DECIDED MAY 3, 1994.
Workers' compensation. Hall Superior Court. Before Judge Gosselin, pro hac vice.
Siler Associates, Timothy A. Siler, Randolph W. Carter, for appellant.
Hines Head, Michael D. Usry, for appellees.
Robert Gaddis injured his right eye in 1977 while employed by Georgia Mountain Contractors (GMC). Liberty Mutual Insurance Company, GMC's workers' compensation insurance carrier, paid Gaddis, among other things, $11,875 for 100 percent permanent partial disability to the eye. In 1986, Gaddis underwent a successful corneal transplant, which significantly improved his eyesight to the point that he was able to read with his right eye. In 1988, Gaddis sustained a second on-the-job injury when a nail struck his right eye. This injury caused the corneal implant to fail and Gaddis once again lost the use of his right eye.

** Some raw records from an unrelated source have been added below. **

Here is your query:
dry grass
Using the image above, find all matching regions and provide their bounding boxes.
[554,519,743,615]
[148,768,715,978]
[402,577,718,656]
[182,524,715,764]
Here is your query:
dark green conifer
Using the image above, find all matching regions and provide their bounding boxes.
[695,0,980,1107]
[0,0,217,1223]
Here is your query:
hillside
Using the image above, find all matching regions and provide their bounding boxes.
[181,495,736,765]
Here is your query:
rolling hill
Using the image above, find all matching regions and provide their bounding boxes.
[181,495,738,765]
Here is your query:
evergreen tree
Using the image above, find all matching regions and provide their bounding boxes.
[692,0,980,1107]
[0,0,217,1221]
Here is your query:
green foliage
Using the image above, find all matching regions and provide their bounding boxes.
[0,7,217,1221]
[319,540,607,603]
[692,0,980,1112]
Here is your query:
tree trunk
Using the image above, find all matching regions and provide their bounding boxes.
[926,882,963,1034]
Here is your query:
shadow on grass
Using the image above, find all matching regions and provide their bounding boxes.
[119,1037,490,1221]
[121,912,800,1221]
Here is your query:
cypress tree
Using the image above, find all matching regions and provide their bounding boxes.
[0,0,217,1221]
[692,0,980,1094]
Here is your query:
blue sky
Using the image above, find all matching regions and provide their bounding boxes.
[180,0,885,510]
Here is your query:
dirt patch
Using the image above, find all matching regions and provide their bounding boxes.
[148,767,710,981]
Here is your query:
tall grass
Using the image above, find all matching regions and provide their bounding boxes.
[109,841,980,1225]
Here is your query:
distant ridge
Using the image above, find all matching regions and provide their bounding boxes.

Gaddis applied for 100 percent permanent partial disability benefits for the second eye injury. The administrative law judge (ALJ) entered an interlocutory order, directing GMC and Liberty to show cause why the requested benefits should not be paid. Liberty responded to that order by showing that it had filed a notice of payment form with the State Board of Workers' Compensation which indicated that Gaddis was entitled to 100 percent permanent partial disability benefits for the eye injury at the rate of $175 per week for 150 weeks, and that it had already made the first payment. Based on this showing, the ALJ entered an award on June 15, 1990, finding that Gaddis was entitled to 100 percent permanent partial disability benefits. On October 4, 1990, the board adopted the ALJ's award. GMC and Liberty never appealed from this 1990 award to the superior court.
Approximately two years later, and after having made permanent partial disability payments to Gaddis totaling $20,825, Liberty suspended payment and filed a motion requesting that Gaddis be ordered to reimburse the full amount paid because it had previously paid 100 percent permanent partial disability benefits for the first right eye injury sustained in 1977. In October 1992, the ALJ granted Liberty's motion, finding that Gaddis is not entitled to the benefits awarded in 1990 and directing him and his attorney to reimburse Liberty. In 1993, the board adopted the ALJ's order and the superior court affirmed the board's ruling. This court granted Gaddis' application for discretionary review.
1. Gaddis challenges the authority of the board to modify the 1990 award more than two years after it was made. Although the board does not refer to its 1993 ruling as a modification of the 1990 award, the plain effect of that ruling is to completely reverse the 1990 award. "[T]he State Board of Workers' Compensation has no continuing jurisdiction over its awards except to determine a change in condition. The board is an administrative body and it possesses only the jurisdiction, power, and authority granted to it by the legislature. Only within the time period for appealing an award to the full board may the board or its members reconsider, amend, or revise the award to correct apparent errors and omissions." (Citations and punctuation omitted.) McGinty v. Alfred L. Simpson Co., 188 Ga. App. 718, 719-720 ( 374 S.E.2d 217) (1988). In the present case, the board did not reconsider and modify the 1990 award based on any change in condition; rather, it did so based solely on the finding that prior to 1990 Gaddis had already recovered the full amount of permanent partial disability payments available for his injured right eye. The board had no authority to modify the 1990 award two years later on this basis. When the ALJ's award was timely appealed to the board in 1990, it could have reversed the award on this basis, but it instead adopted the award. See OCGA § 34-9-103. Because GMC and Liberty never appealed from the board's 1990 award to the superior court, that award became a final and binding judgment. See OCGA § 34-9-105. The doctrine of res judicata bars the board's current attempt to modify that final judgment. McGinty, supra at 719; Caldwell v. Perry, 179 Ga. App. 682, 683-684 (2) ( 347 S.E.2d 286) (1986); Ga. Cas. c. Co. v. Randall, 162 Ga. App. 532 ( 292 S.E.2d 118) (1982). The lower court therefore erred in affirming the board's decision modifying the 1990 award.
2. Because of our ruling in Division 1, we need not address Gaddis' remaining enumerations of error.
Judgment reversed. Beasley, P. J., and Andrews, J., concur.